On Fri, Jul 13, 2012 at 10:31 AM, And Rosta <and.rosta@gmail.com <mailto:and.rosta@gmail.com>> wrote:
    An example (without wanting to be distracted by irrelevant details):

    "Da djuno lo du'u de prami da gi'e de nelci da"
    djuno(da, &(prami(de, da), nelci(de, da)))

    Task 1: notate this (linearly) so that "da" and "de" each appear only once.

    And then:

    Task 2: Improve the system so that speakers don't have to hold in memory the arbitrary correspondence between variable & phonological form.

    Will De Bruijn indices deal with Task 1? If they do, I'd be thrilled to have learnt summat new.


Ah... No. De Bruijn indices do nothing about factoring out common use sites. You might want to look into the SKI (or SK) calculus; it is capable of expressing everything that the lambda calculus is.
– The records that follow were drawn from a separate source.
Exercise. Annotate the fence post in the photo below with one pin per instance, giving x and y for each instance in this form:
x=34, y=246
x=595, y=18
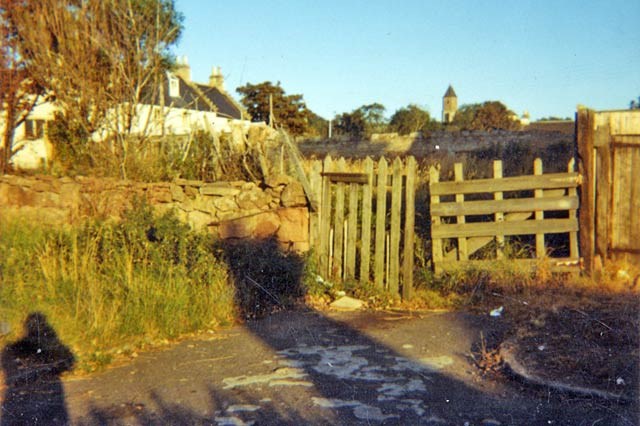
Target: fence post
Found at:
x=365, y=247
x=585, y=135
x=338, y=225
x=381, y=211
x=352, y=232
x=462, y=241
x=315, y=180
x=573, y=236
x=499, y=217
x=396, y=208
x=539, y=215
x=325, y=219
x=436, y=243
x=409, y=230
What you really want is to define a predicate out of djuno, du'u, prami, and nelci that has the right meaning and never use "da" or "de" at all, because if they appear only once and in obvious positions, they are superfluous.

Here's how I would go about deriving such a predicate, in case it helps:

Recognize that \ko'a. \ko'e. gi'e (prami ko'a ko'e) (nelci ko'a ko'e) is a useful abstraction
This abstraction can be generalized to
\conn. \b1. \b2. \ko'a. \ko'e. conn (b1 ko'a ko'e) (b2 ko'a ko'e) which reduces to SK as follows
\conn. \b1. \b2. \ko'a. \ko'e. (conn (b1 ko'a ko'e))                                 (b2 ko'a ko'e)
\conn. \b1. \b2. \ko'a. S (\ko'e. conn (b1 ko'a ko'e))                   (\ko'e. (b2 ko'a) ko'e)
\conn. \b1. \b2. \ko'a. S (S (\ko'e. conn) (\ko'e. (b1 ko'a) ko'e))            (b2 ko'a)
\conn. \b1. \b2. \ko'a. S (S (K conn) (b1 ko'a))                                     (b2 ko'a)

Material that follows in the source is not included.